The Coldest Parts Of Your Fridge (And Which Foods To Store In Them)
Not every shelf in your refrigerator stays at the same temperature. Some areas run noticeably colder than others. It's important to know where the coldest zones are so you can store your food for the freshest, longest-lasting results.
A little strategy can reduce waste, improve flavor, and keep your kitchen running smoothly.
Upper shelves
The upper shelves are not the coldest overall, but they tend to maintain a consistent temperature.
This means they're the ideal places for dairy products, leftovers, and anything else you'll want to access easily in the fridge.
The back
The back of each shelf stays colder than the front because it's closer to the cooling element and shielded from warm air when the door opens.

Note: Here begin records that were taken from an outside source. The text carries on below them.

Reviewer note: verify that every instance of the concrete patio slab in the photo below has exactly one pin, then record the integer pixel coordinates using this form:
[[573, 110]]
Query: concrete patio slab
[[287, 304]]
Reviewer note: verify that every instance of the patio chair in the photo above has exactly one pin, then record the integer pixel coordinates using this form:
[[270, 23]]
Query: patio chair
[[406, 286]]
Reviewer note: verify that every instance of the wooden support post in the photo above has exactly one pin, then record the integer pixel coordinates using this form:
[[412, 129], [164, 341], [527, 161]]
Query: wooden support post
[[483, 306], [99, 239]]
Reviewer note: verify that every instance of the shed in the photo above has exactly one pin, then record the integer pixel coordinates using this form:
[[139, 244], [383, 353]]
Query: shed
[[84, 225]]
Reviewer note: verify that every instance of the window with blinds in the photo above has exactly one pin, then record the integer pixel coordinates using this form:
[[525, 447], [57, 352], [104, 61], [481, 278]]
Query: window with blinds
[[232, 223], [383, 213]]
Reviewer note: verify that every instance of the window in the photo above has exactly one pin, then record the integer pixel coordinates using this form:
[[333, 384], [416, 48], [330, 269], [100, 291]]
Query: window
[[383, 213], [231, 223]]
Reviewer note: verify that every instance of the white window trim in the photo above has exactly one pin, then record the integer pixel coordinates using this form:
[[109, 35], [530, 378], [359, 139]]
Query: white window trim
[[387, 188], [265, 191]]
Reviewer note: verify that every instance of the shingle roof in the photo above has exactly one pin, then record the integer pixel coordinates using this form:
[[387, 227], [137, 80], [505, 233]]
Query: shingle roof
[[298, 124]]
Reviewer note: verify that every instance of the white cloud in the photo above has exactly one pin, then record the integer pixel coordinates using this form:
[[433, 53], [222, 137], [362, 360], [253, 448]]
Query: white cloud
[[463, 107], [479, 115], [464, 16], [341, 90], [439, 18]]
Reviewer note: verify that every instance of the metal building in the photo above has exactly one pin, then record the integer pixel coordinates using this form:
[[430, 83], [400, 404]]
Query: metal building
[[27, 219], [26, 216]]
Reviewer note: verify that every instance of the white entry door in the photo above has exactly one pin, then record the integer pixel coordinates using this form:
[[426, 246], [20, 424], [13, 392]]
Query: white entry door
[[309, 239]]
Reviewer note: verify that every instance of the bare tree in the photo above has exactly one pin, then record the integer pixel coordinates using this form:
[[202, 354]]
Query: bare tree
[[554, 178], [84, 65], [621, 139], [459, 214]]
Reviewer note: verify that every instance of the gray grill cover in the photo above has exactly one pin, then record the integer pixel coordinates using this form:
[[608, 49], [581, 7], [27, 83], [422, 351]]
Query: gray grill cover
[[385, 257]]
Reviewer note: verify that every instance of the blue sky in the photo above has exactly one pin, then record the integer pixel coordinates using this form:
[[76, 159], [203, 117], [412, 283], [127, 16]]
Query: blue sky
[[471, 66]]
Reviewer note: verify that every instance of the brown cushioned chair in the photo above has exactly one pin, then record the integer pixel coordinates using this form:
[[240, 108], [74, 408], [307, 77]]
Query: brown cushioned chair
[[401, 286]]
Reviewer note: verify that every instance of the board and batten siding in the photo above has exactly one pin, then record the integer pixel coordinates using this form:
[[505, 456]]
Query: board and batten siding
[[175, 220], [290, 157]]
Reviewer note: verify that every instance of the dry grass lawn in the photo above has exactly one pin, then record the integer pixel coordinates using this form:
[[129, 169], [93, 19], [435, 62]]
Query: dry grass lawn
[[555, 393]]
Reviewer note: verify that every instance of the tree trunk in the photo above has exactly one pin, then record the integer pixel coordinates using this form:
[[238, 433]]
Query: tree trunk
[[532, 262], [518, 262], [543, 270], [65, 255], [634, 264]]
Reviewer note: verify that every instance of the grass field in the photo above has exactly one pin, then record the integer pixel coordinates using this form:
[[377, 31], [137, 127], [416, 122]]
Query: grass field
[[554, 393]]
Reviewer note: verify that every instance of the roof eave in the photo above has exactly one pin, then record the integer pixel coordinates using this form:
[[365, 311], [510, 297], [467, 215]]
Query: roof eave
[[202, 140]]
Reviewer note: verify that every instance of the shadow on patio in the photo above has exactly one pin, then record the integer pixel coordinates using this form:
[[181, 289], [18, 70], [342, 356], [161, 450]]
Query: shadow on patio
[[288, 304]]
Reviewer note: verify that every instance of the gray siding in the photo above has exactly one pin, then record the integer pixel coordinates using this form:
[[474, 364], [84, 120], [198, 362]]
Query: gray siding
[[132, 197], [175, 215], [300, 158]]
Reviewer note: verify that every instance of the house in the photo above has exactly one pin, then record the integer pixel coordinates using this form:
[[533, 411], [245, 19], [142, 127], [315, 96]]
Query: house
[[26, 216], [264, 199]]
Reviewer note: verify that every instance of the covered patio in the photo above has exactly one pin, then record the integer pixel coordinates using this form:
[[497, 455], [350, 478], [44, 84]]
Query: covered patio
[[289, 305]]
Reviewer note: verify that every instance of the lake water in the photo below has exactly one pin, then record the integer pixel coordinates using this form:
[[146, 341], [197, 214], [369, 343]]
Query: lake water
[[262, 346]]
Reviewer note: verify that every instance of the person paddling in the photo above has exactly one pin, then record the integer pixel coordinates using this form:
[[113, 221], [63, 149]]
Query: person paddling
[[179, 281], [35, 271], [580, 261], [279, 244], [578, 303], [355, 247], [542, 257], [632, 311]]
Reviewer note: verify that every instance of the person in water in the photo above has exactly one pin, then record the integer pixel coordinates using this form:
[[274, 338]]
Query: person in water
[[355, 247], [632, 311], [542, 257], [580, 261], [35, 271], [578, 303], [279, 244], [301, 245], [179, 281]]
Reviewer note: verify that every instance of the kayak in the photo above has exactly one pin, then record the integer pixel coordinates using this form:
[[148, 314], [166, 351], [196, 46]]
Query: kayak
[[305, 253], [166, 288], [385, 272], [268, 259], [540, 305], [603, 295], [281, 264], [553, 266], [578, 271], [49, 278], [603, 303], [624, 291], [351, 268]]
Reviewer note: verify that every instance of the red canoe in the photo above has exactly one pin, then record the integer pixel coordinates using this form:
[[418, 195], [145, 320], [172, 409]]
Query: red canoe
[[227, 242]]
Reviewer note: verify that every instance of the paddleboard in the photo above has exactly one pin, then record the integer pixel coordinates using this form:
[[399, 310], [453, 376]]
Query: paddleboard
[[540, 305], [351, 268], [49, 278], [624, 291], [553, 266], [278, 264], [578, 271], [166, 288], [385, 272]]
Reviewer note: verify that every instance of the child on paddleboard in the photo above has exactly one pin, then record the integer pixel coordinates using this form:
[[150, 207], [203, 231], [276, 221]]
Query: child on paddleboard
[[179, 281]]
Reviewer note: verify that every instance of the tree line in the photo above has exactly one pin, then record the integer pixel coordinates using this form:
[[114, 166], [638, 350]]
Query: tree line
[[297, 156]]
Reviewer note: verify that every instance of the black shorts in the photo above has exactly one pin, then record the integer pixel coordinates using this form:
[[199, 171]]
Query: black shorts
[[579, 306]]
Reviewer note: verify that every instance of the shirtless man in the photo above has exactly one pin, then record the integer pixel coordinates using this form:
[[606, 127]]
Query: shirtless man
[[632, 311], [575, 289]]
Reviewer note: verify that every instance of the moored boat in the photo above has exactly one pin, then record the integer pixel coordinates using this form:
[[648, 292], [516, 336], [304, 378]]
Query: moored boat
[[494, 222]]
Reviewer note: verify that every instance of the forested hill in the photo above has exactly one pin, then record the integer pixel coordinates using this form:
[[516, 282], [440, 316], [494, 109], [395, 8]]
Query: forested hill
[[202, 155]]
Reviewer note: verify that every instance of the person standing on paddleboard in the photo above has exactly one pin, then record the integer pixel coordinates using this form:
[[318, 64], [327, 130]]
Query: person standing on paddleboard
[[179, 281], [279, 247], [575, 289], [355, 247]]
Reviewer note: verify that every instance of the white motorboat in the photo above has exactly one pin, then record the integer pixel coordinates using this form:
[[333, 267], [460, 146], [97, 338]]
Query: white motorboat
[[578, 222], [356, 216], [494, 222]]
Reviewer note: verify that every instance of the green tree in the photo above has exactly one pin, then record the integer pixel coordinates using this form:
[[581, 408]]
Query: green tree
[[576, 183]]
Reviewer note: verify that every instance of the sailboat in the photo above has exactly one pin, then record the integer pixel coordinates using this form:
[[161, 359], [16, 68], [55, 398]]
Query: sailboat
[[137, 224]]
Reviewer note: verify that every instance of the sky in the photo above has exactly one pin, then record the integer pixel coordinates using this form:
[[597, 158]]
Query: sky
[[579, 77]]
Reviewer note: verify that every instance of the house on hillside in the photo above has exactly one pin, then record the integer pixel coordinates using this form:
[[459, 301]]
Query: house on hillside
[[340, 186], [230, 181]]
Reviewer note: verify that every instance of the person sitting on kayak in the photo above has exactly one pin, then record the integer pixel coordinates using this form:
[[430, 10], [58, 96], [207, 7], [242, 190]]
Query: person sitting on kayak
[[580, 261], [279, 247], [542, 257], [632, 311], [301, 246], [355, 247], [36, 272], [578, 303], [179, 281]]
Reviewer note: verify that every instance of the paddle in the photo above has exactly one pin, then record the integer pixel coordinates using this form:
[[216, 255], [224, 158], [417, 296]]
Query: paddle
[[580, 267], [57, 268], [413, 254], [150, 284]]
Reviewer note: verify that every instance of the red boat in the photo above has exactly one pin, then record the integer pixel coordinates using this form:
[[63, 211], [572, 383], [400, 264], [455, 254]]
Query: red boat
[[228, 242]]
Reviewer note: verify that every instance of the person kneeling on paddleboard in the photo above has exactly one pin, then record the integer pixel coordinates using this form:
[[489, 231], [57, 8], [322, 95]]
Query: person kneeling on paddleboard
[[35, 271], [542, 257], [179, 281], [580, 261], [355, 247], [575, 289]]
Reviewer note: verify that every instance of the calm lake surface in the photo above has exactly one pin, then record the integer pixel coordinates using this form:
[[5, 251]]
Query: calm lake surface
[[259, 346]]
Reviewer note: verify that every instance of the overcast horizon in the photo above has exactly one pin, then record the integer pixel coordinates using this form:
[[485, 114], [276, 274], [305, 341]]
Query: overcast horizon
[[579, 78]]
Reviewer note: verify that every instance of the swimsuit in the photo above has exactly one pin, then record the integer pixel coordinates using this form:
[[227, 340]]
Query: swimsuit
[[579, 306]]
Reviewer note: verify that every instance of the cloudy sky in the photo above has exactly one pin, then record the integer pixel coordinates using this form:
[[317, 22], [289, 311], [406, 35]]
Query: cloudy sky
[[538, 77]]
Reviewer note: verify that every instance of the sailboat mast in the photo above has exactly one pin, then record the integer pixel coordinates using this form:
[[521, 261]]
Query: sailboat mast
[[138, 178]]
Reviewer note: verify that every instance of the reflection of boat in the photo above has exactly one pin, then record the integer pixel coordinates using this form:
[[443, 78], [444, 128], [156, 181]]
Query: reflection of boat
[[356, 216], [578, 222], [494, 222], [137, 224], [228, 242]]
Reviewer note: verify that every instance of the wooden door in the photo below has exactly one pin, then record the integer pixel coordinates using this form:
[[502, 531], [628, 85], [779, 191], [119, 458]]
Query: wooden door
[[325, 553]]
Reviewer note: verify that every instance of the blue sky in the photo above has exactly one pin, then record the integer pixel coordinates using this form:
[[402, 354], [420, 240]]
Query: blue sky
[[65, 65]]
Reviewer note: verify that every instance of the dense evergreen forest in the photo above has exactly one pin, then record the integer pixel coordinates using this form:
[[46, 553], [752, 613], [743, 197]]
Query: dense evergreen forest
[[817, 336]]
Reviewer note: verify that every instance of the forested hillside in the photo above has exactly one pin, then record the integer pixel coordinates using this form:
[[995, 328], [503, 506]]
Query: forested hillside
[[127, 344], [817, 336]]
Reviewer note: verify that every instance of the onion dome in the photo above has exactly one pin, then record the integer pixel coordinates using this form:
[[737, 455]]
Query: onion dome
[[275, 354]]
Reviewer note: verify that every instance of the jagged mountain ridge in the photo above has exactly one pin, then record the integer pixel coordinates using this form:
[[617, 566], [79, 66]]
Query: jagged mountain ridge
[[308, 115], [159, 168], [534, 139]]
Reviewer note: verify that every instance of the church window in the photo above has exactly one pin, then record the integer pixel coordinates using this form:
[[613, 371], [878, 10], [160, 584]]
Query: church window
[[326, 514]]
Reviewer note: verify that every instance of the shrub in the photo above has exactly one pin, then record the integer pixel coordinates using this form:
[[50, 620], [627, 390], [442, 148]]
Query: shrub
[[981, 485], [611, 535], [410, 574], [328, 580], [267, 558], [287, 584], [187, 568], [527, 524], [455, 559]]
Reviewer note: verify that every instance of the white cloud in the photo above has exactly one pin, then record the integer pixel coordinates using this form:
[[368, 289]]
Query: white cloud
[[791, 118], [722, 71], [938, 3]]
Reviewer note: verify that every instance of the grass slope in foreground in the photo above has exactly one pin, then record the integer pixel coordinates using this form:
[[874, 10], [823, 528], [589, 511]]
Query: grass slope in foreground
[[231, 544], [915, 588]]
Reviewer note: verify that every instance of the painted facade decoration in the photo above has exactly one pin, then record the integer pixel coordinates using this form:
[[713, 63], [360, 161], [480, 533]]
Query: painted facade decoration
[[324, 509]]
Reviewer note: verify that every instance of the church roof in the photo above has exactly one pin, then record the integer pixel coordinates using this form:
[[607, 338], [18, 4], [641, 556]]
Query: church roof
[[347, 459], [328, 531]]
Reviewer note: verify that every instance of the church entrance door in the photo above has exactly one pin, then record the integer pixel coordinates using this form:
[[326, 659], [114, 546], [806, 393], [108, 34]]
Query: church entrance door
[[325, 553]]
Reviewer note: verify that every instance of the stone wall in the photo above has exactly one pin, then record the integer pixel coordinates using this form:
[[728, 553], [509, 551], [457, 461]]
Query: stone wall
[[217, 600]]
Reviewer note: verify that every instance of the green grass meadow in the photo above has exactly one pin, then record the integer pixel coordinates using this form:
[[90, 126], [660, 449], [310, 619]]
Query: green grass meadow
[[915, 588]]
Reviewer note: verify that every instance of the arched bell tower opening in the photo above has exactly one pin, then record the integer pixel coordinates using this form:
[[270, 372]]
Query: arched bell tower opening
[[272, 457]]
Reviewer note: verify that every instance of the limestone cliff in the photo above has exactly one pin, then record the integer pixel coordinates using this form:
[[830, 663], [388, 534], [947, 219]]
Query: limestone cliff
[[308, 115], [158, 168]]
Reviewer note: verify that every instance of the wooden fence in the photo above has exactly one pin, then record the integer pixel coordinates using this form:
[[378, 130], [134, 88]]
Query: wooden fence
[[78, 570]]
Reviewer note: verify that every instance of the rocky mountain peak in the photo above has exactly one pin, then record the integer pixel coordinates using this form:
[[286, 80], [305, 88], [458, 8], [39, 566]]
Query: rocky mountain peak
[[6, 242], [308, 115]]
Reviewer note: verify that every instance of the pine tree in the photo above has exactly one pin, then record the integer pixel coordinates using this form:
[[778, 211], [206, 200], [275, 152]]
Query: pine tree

These spaces are ideal for storing dairy products like yogurt, sour cream, and cheese. Be careful not to store anything too tall, as it could block the vents and prevent air from circulating properly.
Bottom shelf
The bottom shelf is likely the coldest spot in your fridge. This is the best place to store easily perishable foods like meat, fish, and eggs.
Another benefit to storing raw meat in this section is that it's less likely to leak onto other foods and cause contamination.
Crisper drawer with low humidity
The low humidity setting in one of the crisper drawers maintains cooler and drier conditions. This environment is perfect for fruits that are prone to spoilage when damp, such as grapes, apples, and berries.
Storing them here helps reduce moisture related decay and keeps produce firmer for longer.
The bottom line
Understanding the coldest areas inside your fridge helps you store food more effectively and safely.
When items are placed in the right spots, they stay fresher and last longer, reducing waste and saving money.